如上所述，解码器只不过是子层的包装。它实现了两个多头注意力层和一个前馈网络，每个子层之后都进行了层归一化和残差加法。

class DecoderLayer(nn.Module):

  def __init__(self, d_model: int, n_heads: int, d_ffn: int, dropout: float):
    """
    Args:
        d_model:      dimension of embeddings
        n_heads:      number of heads
        d_ffn:        dimension of feed-forward network
        dropout:      probability of dropout occurring
    """
    super().__init__()
    # masked multi-head attention sublayer
    self.masked_attention = MultiHeadAttention(d_model, n_heads, dropout)
    # layer norm for masked multi-head attention
    self.masked_attn_layer_norm = nn.LayerNorm(d_model)

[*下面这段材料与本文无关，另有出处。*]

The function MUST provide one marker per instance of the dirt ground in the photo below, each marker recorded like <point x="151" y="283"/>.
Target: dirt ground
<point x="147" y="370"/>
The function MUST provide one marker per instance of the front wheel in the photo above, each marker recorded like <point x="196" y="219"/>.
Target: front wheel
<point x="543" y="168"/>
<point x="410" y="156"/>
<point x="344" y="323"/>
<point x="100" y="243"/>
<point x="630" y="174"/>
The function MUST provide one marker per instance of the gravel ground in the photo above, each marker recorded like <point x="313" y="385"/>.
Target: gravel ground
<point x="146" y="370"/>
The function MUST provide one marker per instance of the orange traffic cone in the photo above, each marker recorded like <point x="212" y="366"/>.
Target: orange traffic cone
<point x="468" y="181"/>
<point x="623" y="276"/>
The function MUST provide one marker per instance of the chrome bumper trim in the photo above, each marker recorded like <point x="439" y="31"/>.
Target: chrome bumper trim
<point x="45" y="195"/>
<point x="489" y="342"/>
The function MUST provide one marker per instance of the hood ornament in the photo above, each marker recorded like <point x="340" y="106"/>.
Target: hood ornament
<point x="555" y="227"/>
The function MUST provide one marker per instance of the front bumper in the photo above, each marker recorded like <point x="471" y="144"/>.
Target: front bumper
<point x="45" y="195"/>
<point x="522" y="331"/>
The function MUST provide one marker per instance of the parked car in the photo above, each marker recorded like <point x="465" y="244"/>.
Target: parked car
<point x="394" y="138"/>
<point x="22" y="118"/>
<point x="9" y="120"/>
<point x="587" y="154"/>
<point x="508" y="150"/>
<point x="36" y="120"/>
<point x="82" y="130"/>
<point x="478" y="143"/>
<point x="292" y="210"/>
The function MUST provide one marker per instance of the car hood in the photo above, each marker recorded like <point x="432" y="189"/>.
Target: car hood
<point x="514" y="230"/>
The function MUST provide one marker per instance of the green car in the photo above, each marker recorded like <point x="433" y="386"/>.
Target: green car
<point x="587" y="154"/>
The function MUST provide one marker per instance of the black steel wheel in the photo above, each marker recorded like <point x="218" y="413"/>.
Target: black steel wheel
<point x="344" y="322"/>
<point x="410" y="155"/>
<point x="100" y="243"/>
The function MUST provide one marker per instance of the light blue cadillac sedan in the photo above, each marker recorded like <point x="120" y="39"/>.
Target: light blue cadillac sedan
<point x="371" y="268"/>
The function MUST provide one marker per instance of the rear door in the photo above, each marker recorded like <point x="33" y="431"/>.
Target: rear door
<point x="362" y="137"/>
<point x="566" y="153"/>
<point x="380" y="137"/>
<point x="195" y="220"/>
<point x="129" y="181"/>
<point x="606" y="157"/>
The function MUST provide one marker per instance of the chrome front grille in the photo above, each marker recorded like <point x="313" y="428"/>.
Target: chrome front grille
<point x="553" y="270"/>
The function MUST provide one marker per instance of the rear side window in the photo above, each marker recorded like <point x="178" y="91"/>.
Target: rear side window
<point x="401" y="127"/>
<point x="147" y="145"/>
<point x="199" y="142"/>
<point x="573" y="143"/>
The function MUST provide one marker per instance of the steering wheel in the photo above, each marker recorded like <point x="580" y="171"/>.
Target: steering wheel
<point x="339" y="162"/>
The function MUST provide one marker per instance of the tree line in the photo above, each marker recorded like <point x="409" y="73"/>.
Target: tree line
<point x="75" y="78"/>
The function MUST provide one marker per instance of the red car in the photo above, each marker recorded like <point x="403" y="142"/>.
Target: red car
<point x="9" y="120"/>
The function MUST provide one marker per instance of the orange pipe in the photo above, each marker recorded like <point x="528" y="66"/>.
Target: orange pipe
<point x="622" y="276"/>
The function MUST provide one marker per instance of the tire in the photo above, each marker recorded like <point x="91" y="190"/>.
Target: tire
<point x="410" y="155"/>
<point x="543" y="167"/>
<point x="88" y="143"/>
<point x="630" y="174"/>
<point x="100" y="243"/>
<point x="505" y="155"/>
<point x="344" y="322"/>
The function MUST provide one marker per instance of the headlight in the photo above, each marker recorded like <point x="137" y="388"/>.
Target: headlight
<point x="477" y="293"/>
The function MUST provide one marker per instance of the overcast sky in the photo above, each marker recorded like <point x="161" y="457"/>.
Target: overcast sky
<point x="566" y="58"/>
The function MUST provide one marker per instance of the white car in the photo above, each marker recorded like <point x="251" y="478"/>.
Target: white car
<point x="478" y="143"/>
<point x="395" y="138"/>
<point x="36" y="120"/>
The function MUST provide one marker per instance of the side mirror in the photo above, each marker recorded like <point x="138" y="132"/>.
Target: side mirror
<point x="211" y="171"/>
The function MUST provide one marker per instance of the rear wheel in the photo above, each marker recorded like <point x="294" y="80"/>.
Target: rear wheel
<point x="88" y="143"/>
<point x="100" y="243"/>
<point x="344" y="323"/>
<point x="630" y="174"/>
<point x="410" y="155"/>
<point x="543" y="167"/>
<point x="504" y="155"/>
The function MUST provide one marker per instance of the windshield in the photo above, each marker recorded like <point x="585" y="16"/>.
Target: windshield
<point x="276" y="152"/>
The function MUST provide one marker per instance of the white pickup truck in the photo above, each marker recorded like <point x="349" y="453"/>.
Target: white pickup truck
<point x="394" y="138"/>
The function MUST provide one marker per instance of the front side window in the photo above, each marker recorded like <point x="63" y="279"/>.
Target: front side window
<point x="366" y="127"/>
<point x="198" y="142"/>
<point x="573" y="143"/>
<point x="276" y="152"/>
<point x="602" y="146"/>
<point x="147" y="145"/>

    # multi-head attention sublayer
    self.attention = MultiHeadAttention(d_model, n_heads, dropout)
    # layer norm for multi-head attention
    self.attn_layer_norm = nn.LayerNorm(d_model)
    
    # position-wise feed-forward network
    self.positionwise_ffn = PositionwiseFeedForward(d_model, d_ffn, dropout)
    # layer norm for position-wise ffn
    self.ffn_layer_norm = nn.LayerNorm(d_model)

    self.dropout = nn.Dropout(dropout)

  def forward(self, trg: Tensor, src: Tensor, trg_mask: Tensor, src_mask: Tensor):
    """
    Args:
        trg:          embedded sequences                (batch_size, trg_seq_length, d_model)
        src:          embedded sequences                (batch_size, src_seq_length, d_model)
        trg_mask:     mask for the sequences            (batch_size, 1, trg_seq_length, trg_seq_length)
        src_mask:     mask for the sequences            (batch_size, 1, 1, src_seq_length)

    Returns:
        trg:          sequences after self-attention    (batch_size, trg_seq_length, d_model)
        attn_probs:   attention softmax scores
    """
    # pass trg embeddings through masked multi-head attention
    _trg, masked_attn_probs = self.masked_attention(trg, trg, trg, trg_mask)

    # residual add and norm
    trg = self.masked_attn_layer_norm(trg + self.dropout(_trg))
    
    # pass trg and src embeddings through multi-head attention
    _trg, attn_probs = self.attention(trg, src, src, src_mask)

    # residual add and norm
    trg = self.attn_layer_norm(trg + self.dropout(_trg))

    # position-wise feed-forward network
    _trg = self.positionwise_ffn(trg)

    # residual add and norm
    trg = self.ffn_layer_norm(trg + self.dropout(_trg)) 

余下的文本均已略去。